Contrairement au Piknic Électronik qui attire des visiteurs déjà de passage à Montréal, Igloofest peut être une destination touristique à cause de sa spécificité hivernale. Il y a quelques années, 200 amateurs d'électro argentins ont nolisé un avion pour être du rendez-vous montréalais.

Le Piknic Électronik a déjà des satellites à Barcelone et Melbourne et a d'autres projets d'expansion, principalement en Europe et en Amérique du Sud. Igloofest pourrait lui aussi s'exporter par la suite, notamment dans les Alpes, les pays scandinaves ou en Europe de l'Est. On se prépare d'ailleurs à accueillir un producteur de Varsovie cet hiver.

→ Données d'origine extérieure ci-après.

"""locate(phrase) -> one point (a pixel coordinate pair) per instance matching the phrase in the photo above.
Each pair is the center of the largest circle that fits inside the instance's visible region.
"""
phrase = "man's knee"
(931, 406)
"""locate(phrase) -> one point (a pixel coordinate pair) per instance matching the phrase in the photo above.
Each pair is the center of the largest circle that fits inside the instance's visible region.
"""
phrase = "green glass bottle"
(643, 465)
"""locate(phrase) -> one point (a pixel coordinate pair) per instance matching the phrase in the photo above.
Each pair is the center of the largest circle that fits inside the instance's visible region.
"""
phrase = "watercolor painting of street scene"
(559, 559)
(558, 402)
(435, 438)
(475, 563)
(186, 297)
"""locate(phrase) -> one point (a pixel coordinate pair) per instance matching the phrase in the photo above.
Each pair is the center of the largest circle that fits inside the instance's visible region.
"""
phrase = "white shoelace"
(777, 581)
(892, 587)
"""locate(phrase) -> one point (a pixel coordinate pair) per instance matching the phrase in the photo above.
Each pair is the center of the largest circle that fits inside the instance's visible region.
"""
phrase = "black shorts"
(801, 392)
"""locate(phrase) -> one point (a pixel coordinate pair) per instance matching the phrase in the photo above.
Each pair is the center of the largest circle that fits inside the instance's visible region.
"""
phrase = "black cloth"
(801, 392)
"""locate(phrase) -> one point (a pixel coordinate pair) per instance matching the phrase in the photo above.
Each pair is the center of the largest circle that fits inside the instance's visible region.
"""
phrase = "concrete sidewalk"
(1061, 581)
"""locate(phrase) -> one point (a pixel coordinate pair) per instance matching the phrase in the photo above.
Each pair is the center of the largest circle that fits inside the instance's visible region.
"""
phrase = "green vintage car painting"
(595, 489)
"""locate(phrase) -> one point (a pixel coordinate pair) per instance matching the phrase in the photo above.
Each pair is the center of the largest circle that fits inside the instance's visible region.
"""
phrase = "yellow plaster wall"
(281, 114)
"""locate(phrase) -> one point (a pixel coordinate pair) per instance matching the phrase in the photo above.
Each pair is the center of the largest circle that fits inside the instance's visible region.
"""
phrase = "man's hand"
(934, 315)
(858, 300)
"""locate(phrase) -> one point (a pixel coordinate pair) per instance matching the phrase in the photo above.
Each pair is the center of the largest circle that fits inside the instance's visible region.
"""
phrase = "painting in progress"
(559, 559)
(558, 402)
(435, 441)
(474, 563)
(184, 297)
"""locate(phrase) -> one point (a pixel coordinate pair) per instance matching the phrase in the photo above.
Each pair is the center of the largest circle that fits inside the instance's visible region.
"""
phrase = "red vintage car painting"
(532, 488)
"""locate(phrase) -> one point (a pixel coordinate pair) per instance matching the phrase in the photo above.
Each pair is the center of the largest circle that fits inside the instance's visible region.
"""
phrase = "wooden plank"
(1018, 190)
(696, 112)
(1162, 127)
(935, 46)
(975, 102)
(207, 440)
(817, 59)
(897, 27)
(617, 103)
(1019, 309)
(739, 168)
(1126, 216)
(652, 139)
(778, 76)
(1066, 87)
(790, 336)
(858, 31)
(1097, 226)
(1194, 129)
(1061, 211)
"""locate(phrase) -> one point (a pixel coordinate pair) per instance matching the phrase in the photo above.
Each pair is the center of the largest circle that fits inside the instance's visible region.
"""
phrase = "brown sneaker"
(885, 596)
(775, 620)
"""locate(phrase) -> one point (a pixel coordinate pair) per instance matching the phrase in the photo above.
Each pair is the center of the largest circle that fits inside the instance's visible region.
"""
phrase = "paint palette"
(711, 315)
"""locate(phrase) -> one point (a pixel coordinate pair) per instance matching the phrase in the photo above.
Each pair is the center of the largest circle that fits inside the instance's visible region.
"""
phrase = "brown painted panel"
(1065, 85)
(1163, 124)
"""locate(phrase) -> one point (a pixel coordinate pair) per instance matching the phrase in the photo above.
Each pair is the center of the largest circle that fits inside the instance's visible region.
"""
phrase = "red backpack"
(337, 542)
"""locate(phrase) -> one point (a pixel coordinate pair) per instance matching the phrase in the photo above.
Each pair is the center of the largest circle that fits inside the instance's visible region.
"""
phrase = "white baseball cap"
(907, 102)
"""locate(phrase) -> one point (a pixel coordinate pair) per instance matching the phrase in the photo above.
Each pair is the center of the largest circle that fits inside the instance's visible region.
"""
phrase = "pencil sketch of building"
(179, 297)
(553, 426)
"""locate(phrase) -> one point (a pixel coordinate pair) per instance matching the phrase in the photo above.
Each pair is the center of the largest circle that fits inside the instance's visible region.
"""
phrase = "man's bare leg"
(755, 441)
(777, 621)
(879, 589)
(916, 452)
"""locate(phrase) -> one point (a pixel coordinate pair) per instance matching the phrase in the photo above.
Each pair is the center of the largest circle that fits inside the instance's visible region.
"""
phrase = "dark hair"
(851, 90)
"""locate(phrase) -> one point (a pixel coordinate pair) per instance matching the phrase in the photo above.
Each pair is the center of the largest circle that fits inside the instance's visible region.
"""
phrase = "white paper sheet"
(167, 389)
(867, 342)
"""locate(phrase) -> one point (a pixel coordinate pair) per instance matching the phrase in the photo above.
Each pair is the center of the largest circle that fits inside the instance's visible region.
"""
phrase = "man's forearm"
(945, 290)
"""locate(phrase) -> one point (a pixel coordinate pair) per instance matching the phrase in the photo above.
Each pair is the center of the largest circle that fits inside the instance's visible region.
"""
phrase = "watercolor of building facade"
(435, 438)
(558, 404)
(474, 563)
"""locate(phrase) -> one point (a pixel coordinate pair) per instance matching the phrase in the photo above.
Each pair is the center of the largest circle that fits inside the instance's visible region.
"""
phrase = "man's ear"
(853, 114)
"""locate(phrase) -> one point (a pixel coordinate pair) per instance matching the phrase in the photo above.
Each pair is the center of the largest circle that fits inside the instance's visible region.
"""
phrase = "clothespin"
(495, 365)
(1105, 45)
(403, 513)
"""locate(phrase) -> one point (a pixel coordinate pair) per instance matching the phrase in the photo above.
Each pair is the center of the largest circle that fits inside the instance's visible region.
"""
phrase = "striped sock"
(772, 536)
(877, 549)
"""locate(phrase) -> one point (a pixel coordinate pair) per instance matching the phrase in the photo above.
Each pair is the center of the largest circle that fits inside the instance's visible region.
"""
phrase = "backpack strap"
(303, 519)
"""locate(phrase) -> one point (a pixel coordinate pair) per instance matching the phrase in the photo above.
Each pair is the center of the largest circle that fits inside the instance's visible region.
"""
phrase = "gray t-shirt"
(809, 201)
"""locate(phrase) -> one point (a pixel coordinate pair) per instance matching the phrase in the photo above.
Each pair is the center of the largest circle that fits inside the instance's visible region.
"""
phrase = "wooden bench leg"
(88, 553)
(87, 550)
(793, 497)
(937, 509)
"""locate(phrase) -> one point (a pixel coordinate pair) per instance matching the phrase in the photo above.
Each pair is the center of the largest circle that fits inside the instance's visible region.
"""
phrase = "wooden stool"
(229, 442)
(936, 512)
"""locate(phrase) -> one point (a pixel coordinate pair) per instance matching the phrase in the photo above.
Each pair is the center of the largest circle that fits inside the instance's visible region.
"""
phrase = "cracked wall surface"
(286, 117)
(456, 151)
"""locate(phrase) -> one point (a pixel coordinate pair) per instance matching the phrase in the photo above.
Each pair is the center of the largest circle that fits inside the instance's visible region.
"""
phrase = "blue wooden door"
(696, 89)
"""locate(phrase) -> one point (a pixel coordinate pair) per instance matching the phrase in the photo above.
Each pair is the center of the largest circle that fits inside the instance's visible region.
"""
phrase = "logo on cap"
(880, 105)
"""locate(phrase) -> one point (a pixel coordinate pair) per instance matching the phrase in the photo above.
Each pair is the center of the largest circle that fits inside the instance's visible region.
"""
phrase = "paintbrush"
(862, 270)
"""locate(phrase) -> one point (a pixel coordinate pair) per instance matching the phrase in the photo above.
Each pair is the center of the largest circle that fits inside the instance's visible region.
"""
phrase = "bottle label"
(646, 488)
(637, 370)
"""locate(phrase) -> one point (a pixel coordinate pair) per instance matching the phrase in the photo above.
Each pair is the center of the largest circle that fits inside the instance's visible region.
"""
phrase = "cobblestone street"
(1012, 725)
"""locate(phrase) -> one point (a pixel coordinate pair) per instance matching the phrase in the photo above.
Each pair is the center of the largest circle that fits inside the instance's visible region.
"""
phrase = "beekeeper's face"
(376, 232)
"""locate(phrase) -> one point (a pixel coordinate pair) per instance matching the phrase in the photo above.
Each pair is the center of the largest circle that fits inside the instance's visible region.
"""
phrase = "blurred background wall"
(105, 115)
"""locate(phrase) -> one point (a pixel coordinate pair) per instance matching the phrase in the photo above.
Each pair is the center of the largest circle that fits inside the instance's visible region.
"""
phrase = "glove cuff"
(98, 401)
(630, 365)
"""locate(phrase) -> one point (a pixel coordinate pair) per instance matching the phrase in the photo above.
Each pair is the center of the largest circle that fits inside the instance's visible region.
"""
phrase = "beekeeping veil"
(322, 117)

Les organisateurs du Piknic et d'Igloofest reconnaissent que leurs deux festivals se sont bâtis grâce à l'apport des DJ locaux. Depuis l'an dernier, on leur a construit une deuxième scène qui a des allures de club à ciel ouvert.

Parallèlement, de plus en plus d'artistes d'ici effectuent une percée importante sur la scène électro internationale depuis quelques années.

«Kaytranada, un petit gars de Laval qu'on avait programmé à Piknic il y a quelques années, a une émission sur BBC Radio 1, Lunice tourne partout dans le monde et a collaboré avec Diplo, et il y a évidemment Jacques Greene et Tiga, rappelle Quintal. On provoque également des rencontres comme celle de Prince Club qu'on a programmé avec Riva Starr et qui a signé par la suite un contrat avec le label de cet artiste italien. Quand ces rencontres fonctionnent, nous sommes très fiers de voir le potentiel de ces artistes se développer à l'extérieur de Montréal.»

Les suggestions de Michel Quintal

OLIVER HELDENS, le 25 janvier

«Ce DJ néerlandais de 19 ans en sera à sa première présence à Montréal. Inconnu en 2013, il occupe aujourd'hui le 34e rang du top 100 du magazine DJ Mag. C'est d'autant plus remarquable que la carrière d'un DJ se construit habituellement sur quelques années, le genre étant moins propice aux étoiles instantanées que la musique pop.»

JOHN DIGWEED, le 30 janvier

«À 48 ans, le DJ anglais John Digweed est un vieux de la vieille. Dans les années 90, il a formé avec Sasha un duo très populaire avant de mener une carrière solo. Si le public d'Igloofest doit composer avec le froid, il a l'avantage de voir un artiste comme Digweed pour le tiers du prix qu'il aurait payé dans un club il y a quelques mois.»

LUCIANO, le 8 février

«Un très gros nom pour la soirée de clôture de l'Igloofest. Cet artiste aux racines suisses et chiliennes s'est produit souvent à Montréal. Issu de l'école un peu plus intellectuelle de la musique électronique, il s'en est un peu dissocié ces dernières années, ce qui lui a permis de gagner en popularité.»